Not sure what you mean by 'a sensational headline'? My use of the term or the article headline I cited? I certainly wasn't trying to sensationlise anything, I believe my statement has some validity given developments in the Eurozone currently and among the PIIGS countries in particular (Portugal, Ireland, Italy, Greece, Spain).

Other than that, I appreciate you sharing your perspective as an investor. I also don't dismiss the US situation as trivial by any means, though I think the US has a little more resiliance (for the time being) due to having a reserve currency and control over printing USD, so to speak. But again I see this as only buying time and developments in the Europe could well certainly hasten a financial crisis in US where contagious adverse impacts occur.


By sensational i am as you pointed out referring to the term " PIIGS " , now if you do actually have any form of contact with people from those nation's and you were to use that term as a description then you would also understand that it is considered offensive.

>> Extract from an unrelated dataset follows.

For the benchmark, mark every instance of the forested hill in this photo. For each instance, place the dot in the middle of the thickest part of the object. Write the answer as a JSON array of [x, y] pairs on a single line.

In regards to perspective, i was and do point out the oncoming budget cuts that will fall heavy upon every u.s. tax paying citizen unlike never seen before. There is a true trend within the global economy and that trend is to downgrade the standard of living on a financial level across the world, this is no hypothetical scenario but a realistic inevitable outcome as everyone is gradually viewing the tip of the iceberg concerning almost all of the european nations and the u.s. or the u.k. will not be excluded based on how the markets have been tweaking. In short, we are all living in a bubble economy.